Another limitation could be that on the German side only those patients were included who agreed at study enrollment to have their rehabilitation treatment in the cooperating rehabilitation center, which represents a possible selection bias. However, it should be noted that the evidence-based rehabilitation standards defined for p-THA by the DRV apply equally to all rehabilitation facilities and implementation is standardized. In this respect, it can be assumed that the effects would not have been substantial even if such a bias had existed.

Another limitation is that no comparison between German and Dutch patients was possible regarding payment of wage replacement benefits, since only a minority of German patients could provide information on receipt of such benefits and Dutch patients were not asked about their income during their absence from work. The cost comparison is limited by the fact that early rehabilitation services at the hospital were not specifically considered in the present cost analysis.
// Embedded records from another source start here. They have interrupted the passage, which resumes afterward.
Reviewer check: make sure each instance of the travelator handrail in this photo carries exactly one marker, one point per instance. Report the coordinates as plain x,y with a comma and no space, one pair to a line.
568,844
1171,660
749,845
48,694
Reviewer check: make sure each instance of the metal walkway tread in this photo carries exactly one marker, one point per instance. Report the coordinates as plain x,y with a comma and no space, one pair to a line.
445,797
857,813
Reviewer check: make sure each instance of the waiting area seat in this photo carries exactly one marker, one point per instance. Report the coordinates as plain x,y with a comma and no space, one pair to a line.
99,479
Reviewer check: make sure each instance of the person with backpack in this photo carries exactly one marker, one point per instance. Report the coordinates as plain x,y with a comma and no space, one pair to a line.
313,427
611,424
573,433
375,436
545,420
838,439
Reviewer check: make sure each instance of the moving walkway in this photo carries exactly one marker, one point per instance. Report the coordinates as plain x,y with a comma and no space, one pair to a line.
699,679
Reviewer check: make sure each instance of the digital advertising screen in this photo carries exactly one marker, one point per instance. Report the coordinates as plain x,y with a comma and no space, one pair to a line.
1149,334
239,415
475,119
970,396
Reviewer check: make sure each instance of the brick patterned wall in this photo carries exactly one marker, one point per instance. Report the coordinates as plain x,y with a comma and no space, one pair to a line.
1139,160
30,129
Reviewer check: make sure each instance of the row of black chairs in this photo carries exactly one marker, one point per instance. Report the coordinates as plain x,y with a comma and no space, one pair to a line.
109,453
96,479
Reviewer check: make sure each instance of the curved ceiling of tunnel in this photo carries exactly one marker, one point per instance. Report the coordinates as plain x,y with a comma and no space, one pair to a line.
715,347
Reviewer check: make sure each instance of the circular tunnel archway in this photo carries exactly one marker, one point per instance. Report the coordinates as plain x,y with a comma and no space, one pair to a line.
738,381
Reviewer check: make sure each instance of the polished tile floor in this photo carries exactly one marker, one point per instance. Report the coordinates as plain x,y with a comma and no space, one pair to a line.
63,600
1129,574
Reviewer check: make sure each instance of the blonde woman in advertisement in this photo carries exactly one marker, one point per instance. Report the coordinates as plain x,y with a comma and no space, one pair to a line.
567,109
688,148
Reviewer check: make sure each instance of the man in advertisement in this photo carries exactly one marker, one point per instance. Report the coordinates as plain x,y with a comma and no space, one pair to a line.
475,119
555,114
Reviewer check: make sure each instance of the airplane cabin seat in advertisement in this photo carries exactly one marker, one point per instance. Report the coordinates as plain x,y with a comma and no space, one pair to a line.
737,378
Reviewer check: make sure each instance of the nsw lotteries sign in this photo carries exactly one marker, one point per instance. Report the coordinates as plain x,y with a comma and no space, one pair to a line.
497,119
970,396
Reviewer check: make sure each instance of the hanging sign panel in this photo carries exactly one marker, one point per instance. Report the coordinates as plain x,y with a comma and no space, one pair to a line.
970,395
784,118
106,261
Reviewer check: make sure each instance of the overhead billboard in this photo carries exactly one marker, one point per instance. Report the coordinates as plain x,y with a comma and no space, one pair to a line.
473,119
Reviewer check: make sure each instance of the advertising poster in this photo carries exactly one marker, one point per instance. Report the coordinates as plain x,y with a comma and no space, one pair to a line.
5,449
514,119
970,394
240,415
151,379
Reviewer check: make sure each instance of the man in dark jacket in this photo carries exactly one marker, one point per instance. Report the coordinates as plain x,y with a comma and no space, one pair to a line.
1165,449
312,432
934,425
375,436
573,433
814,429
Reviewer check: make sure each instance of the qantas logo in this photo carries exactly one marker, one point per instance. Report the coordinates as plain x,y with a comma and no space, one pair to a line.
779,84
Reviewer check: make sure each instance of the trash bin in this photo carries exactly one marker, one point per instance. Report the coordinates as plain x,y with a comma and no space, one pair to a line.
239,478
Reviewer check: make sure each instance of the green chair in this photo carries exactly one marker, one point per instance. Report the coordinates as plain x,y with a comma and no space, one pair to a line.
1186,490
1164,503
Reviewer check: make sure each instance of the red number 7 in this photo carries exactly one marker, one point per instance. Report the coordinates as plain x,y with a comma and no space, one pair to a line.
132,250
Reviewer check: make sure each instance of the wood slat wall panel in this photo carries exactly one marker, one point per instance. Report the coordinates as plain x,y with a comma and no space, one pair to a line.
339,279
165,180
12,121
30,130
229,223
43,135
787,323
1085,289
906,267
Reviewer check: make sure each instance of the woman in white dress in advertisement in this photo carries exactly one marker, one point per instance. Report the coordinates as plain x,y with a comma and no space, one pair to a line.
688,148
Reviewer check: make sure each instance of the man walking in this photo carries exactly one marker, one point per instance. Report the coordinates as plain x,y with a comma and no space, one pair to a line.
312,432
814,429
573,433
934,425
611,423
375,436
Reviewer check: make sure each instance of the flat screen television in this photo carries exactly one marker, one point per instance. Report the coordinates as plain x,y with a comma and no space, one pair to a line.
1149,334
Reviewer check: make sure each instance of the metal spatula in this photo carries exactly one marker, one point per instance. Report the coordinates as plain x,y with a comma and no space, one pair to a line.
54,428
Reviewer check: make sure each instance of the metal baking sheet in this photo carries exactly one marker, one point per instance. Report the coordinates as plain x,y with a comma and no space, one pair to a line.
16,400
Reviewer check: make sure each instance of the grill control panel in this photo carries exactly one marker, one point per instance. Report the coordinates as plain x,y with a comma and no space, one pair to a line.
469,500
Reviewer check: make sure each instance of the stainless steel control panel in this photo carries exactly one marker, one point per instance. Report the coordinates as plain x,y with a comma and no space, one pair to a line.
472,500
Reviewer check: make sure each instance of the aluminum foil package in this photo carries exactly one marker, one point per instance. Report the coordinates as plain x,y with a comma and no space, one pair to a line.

German patients stay longer at the hospital postoperatively and thus also receive physiotherapeutic services longer in the sense of early rehabilitation compared to the Dutch.
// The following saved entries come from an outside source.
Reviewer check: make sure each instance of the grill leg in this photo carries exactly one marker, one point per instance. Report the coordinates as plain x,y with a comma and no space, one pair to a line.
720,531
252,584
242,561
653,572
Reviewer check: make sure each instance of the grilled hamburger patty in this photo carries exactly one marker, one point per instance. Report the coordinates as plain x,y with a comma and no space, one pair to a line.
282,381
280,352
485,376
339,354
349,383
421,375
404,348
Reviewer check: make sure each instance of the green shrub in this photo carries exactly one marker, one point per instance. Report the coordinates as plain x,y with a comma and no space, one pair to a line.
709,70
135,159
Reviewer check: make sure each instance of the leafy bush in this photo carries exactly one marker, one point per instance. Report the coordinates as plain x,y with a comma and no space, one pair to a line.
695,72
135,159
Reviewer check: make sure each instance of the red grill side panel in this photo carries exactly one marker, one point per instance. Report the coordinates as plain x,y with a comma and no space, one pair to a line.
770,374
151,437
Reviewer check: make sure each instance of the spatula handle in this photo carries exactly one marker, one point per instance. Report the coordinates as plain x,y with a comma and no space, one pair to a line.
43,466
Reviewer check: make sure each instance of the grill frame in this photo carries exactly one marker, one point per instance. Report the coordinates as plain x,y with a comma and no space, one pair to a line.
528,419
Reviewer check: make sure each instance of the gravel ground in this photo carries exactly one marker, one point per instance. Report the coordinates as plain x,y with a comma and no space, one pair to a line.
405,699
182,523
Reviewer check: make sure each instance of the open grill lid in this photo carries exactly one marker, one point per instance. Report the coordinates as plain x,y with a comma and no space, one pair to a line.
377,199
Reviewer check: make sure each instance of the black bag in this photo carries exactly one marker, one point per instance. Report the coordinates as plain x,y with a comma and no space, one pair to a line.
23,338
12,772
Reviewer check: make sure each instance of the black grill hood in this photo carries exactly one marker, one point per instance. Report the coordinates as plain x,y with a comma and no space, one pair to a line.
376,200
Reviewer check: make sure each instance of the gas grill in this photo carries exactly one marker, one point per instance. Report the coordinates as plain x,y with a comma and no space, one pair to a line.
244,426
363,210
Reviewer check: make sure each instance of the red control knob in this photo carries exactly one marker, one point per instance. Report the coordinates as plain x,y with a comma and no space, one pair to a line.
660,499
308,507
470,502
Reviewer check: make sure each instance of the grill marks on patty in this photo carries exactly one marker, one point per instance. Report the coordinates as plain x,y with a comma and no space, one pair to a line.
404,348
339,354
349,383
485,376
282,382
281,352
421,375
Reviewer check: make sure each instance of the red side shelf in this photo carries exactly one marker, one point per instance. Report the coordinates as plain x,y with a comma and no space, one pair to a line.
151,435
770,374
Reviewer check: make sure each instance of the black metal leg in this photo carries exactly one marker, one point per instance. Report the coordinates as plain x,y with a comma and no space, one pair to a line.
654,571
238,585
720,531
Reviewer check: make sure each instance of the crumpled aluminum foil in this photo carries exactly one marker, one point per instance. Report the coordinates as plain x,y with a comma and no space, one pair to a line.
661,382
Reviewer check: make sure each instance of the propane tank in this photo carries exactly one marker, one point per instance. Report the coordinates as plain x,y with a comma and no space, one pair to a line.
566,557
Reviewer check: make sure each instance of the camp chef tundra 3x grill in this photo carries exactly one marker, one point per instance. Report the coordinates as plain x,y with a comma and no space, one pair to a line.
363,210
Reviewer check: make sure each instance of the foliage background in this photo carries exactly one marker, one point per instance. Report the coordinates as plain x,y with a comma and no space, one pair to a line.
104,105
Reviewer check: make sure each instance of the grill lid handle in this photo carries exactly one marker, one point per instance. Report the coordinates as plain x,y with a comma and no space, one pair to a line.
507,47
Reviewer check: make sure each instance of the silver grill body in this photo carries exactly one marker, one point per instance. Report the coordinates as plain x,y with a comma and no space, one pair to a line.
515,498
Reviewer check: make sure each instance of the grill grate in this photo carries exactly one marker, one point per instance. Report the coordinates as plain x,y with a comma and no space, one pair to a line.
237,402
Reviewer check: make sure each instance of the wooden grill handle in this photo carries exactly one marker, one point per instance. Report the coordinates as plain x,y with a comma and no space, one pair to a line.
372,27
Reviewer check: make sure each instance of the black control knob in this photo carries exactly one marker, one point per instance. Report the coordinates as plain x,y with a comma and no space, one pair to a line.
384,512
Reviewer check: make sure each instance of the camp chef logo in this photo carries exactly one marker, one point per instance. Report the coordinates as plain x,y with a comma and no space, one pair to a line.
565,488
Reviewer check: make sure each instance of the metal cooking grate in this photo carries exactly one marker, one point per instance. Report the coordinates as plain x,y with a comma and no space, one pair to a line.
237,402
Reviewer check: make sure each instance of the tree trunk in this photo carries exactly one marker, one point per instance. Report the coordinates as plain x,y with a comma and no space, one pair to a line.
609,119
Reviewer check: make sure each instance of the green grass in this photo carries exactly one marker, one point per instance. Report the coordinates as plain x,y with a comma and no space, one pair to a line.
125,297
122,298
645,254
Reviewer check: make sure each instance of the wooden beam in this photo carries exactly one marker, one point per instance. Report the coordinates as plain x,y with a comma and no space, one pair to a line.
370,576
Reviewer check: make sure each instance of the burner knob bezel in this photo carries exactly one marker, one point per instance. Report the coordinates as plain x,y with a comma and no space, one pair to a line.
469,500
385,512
Future studies should follow p-THA patients from both countries and systems over a longer period to evaluate the long-term effects of the respective follow-up treatments on functional capacity, activities, and participation. This should include an examination of the influence of cultural differences on rehabilitation outcomes. Since the economic comparison of the medical rehabilitation approaches in the current study can only give a first impression, it would also be important to conduct studies that shed further light on the economic aspect. Such studies should include larger cohorts and follow them over a longer period.

Conclusions

This study identified that a more intense aftercare following p-THA as performed in Germany is clinically advantageous. From a cost-effectiveness perspective comparisons are less straightforward, as the socioeconomic context differs between the two countries. The results nonetheless give food for thought as to whether the German approach, or at least aspects of it, could be beneficial for the expanding group of employable patients in the Netherlands.